At the Shimla Conference, Mountbatten asked E. Jenkins, M.A. Jinnah and Pt. Nehru about the feasibility of the exchange of population in Punjab. The replies of the three make interesting reading.

Chapter VIII is centred around the views of Francis Mudie who served as Governor of West Punjab in 1947, and had personal contact with Jinnah. Here also we read about the frantic efforts of Giani Kartar Singh and Justice Harnam Singh to salvage something from the grasping hands of M.A. Jinnah and Pt. Nehru. The Sikhs had no spokesman to plead their case. Major James Short, who was brought in at the last hour, was no match for the high calibred V.P. Menon and Lord Ismay. We read here how till the end Pt. Nehru was saying : “There is no great urgency for an exchange of populations.”

Chapter IX deals with the recommendations of the Boundary Commission and how Giani Kartar Singh and Sardar Harnam Singh’s last minute efforts paid off in saving the Tehsils of Zira and Firozepur for East Punjab.

Chapter X details the diligence of Francis Mudie, the Governor of West Punjab, urging the Sikhs to go out of Pakistan. Mob fury was at its worst and the slaughter of the Sikhs was urged on by the greed to acquire the abandoned properties and lands.
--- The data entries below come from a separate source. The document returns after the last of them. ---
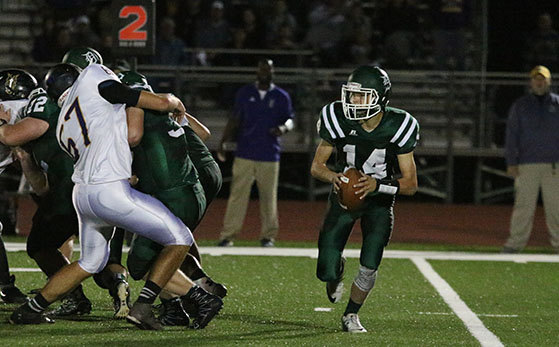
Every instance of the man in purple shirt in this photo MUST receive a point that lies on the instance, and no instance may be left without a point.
(532, 155)
(262, 113)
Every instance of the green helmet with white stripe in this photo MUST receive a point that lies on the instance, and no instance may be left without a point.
(366, 93)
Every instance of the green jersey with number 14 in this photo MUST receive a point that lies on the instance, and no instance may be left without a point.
(375, 152)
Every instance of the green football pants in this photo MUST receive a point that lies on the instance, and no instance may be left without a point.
(377, 220)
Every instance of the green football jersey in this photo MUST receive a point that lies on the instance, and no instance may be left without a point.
(374, 153)
(161, 159)
(197, 149)
(48, 154)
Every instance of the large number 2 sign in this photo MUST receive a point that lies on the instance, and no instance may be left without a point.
(131, 32)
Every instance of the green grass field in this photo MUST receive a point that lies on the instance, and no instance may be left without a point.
(272, 301)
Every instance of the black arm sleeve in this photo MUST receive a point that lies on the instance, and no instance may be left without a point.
(117, 93)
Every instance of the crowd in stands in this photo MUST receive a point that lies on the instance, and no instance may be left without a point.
(343, 33)
(398, 34)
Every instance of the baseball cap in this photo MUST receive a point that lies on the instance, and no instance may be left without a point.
(540, 70)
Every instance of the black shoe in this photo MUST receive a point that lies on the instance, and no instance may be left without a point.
(142, 316)
(208, 306)
(225, 243)
(121, 299)
(25, 315)
(509, 250)
(172, 313)
(10, 294)
(213, 287)
(334, 289)
(72, 305)
(267, 243)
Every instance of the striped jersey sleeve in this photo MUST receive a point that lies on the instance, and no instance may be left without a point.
(328, 126)
(407, 135)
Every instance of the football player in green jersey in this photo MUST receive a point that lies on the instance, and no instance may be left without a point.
(166, 158)
(377, 140)
(114, 276)
(55, 221)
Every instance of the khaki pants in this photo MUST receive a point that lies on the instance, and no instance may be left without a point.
(245, 172)
(531, 178)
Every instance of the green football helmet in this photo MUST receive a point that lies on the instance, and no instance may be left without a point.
(16, 84)
(82, 57)
(366, 93)
(135, 80)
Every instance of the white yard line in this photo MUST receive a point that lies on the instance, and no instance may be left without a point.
(468, 317)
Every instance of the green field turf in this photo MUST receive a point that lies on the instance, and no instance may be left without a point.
(272, 302)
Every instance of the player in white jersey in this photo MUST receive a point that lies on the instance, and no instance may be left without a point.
(92, 130)
(15, 86)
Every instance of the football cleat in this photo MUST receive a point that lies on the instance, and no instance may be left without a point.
(121, 300)
(208, 306)
(25, 315)
(172, 313)
(10, 294)
(212, 287)
(73, 304)
(335, 289)
(267, 243)
(351, 324)
(142, 316)
(225, 243)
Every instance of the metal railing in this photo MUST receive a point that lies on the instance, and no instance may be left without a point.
(461, 114)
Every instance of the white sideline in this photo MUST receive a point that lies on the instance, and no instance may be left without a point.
(472, 322)
(470, 319)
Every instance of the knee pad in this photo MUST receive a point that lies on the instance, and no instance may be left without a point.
(365, 279)
(95, 264)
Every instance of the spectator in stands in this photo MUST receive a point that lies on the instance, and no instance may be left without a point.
(263, 112)
(542, 46)
(255, 32)
(213, 33)
(532, 156)
(283, 38)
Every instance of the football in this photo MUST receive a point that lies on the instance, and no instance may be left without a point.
(346, 195)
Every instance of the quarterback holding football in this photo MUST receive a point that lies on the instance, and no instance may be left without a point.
(375, 139)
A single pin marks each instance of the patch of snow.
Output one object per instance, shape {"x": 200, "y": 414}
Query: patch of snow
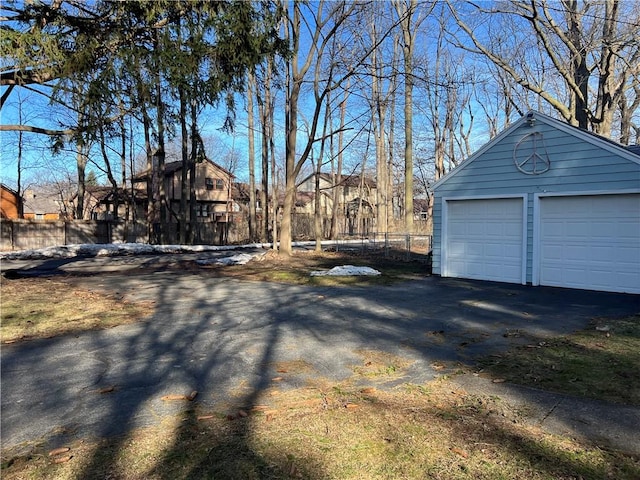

Newspaper reports of the day are quoted describing the holocaust as the biggest tragedy ever enacted in the history of man.

Chapter XI is a stirring account of the heroism displayed by an Akali, Chakar Kaur Singh, in rescuing stranded women and children from Pakistan as recorded in his diary.

The last Chapter is an evaluation by the author of the whole exercise of Partition from the Sikh viewpoint and of the technical failures of Sikh leaders at the top to put up a convincing case for securing their “promised” homeland. In brief, it can be ascribed to a lack of clear goal and to poor advocacy. They made good agitators, but poor negotiators. Their first blunder was to take the promises of Nehru and Mahatma Gandhi at their face value, and forget the fact that politics is frequently divorced from all ideals of truth and morality. Sardar Baldev Singh’s failure to grasp the early (1946) offer of a Sikh majority state comprising Patiala, Nabha, Faridkot, Jind and Kapurthala as a starting point, and to work and expand on that idea has also been mentioned.

All in all, this book is an authentic and absorbing account of the eventful days from 1942-1948, when the political future of the Sikhs was sealed by the harsh demands of M.A. Jinnah on the one hand and the wily schemes of the Congress on the other.